Researchers at the Max-Planck-Institute for Astrophysics have run high resolution numerical simulations to study the reionization of the Universe and explain the recent measurements by the WMAP satellite.

In the current cosmological framework, the gas in between galaxies (IGM), initially in a highly ionization state, is expected to recombine ~450 thousand years after the Big Bang (the estimated age of the Universe is ~13 billion years) and remain neutral until the first sources of ionizing radiation (primordial stars and, possibly, quasars) form and reionize it (e.g. Loeb & Barkana 2001). Although increasing attention has been given to this topic over the past years, only recently, observations of very distant quasars (e.g. Becker et al. 2001; Fan et al. 2003; White et al. 2003) and of the cosmic microwave background (CMB) radiation (e.g. Kogut et al. 2003; Spergel et al. 2003) are finally allowing quantitative studies of the reionization history. The epoch of complete reionization, t_ion, when more than 99% of the hydrogen present in the IGM is ionized, has still to be firmly established, but the above observations infer t_ion<1 billion years after the Big Bang. In particular, the abundance of electrons measured by the WMAP satellite is higher than previously expected, suggesting an early reionization, most probably t_ion<0.5 billion years.

Simulation Set

Figure 1: Temperature map of the sky as measured by WMAP. Colors indicate warmer (red) and cooler (blue) spots.
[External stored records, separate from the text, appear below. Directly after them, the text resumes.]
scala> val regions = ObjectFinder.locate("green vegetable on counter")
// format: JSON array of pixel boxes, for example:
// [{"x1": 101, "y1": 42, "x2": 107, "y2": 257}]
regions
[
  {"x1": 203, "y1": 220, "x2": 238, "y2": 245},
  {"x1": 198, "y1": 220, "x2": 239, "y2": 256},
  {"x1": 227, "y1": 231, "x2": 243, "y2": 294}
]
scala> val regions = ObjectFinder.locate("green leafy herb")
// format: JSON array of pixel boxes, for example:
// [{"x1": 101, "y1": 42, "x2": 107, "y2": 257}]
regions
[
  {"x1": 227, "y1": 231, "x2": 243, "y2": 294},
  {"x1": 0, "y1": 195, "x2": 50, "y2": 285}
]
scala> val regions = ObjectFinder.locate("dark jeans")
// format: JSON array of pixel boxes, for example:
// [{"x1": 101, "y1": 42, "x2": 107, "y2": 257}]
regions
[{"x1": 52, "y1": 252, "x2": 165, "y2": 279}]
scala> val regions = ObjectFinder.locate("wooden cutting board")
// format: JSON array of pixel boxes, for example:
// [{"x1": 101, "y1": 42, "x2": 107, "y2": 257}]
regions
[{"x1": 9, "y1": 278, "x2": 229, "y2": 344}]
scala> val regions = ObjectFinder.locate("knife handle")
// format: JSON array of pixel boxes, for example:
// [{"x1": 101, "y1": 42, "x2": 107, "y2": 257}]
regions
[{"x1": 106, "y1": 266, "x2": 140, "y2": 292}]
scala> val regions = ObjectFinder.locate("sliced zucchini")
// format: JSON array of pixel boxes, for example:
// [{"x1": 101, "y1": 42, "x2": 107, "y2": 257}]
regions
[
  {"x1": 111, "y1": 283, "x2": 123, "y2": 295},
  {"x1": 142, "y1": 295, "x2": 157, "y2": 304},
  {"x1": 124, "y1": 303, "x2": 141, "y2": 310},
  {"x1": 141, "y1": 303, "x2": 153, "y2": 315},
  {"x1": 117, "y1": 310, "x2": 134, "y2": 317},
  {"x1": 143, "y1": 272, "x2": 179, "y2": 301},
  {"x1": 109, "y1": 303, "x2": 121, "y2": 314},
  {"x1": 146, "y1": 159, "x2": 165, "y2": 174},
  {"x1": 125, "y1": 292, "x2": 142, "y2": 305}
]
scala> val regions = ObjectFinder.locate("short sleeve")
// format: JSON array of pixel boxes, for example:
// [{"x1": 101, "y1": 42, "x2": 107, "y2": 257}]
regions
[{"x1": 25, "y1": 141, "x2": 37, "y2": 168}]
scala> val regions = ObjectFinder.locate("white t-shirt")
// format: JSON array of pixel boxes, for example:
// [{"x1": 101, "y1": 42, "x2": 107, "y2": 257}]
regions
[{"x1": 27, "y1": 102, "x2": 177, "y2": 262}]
In order to explain these new observations, researchers at the Max-Planck-Institute for Astrophysics have run high-resolution numerical simulations that follow the formation of galaxies and the propagation into the IGM of the ionizing photons produced by them (Ciardi, Stoehr & White 2003; Ciardi, Ferrara & White 2003). A critical issue for these calculations is the nature of the primordial stars driving the reionization process. Recent works (e.g. Larson 1998; Bromm, Coppi & Larson 1999; Abel, Bryan & Norman 2002) suggest that the first stars were metal-free and massive, resulting in an enhanced ionizing photon production in comparison with more `standard' stars. To study the impact of different star formation recipes on the reionization process, various sets of simulations have been run. In Fig. 2 panels cut through the simulation box show the evolution of the ionized regions (dark) in a case when the formation of massive stars is favored (the so-called Larson initial mass function, IMF; upper panels) and when more `standard' stars are formed (Salpeter IMF; lower panels). As expected, as more ionizing photons are produced with a Larson IMF, reionization proceeds much faster.

Simulation Set

Figure 2: The panels show the neutral hydrogen number density in slices cut through the simulation box, at redshift (time), from left to right, z=17.6, 15.5 and 13.7 (t=0.20, 0.25 and 0.30 billion years), for a Larson (upper panels) and a Salpeter (lower panels) IMF.

These models reproduce the observed amount of electrons. In particular, the Larson IMF case is perfectly consistent with the numbers quoted by the WMAP team, suggesting that the Universe was ionized by an early population of metal-free, moderately massive stars.

The challenge for the future will be to answer questions such as: which are the precise characteristics of the first sources of ionizing radiation? Which is their influence on the subsequent galaxy formation process? How/When/Why does the transition to the kind of stars we see today take place? To answer these questions, and many others, more observations and theoretical work are needed.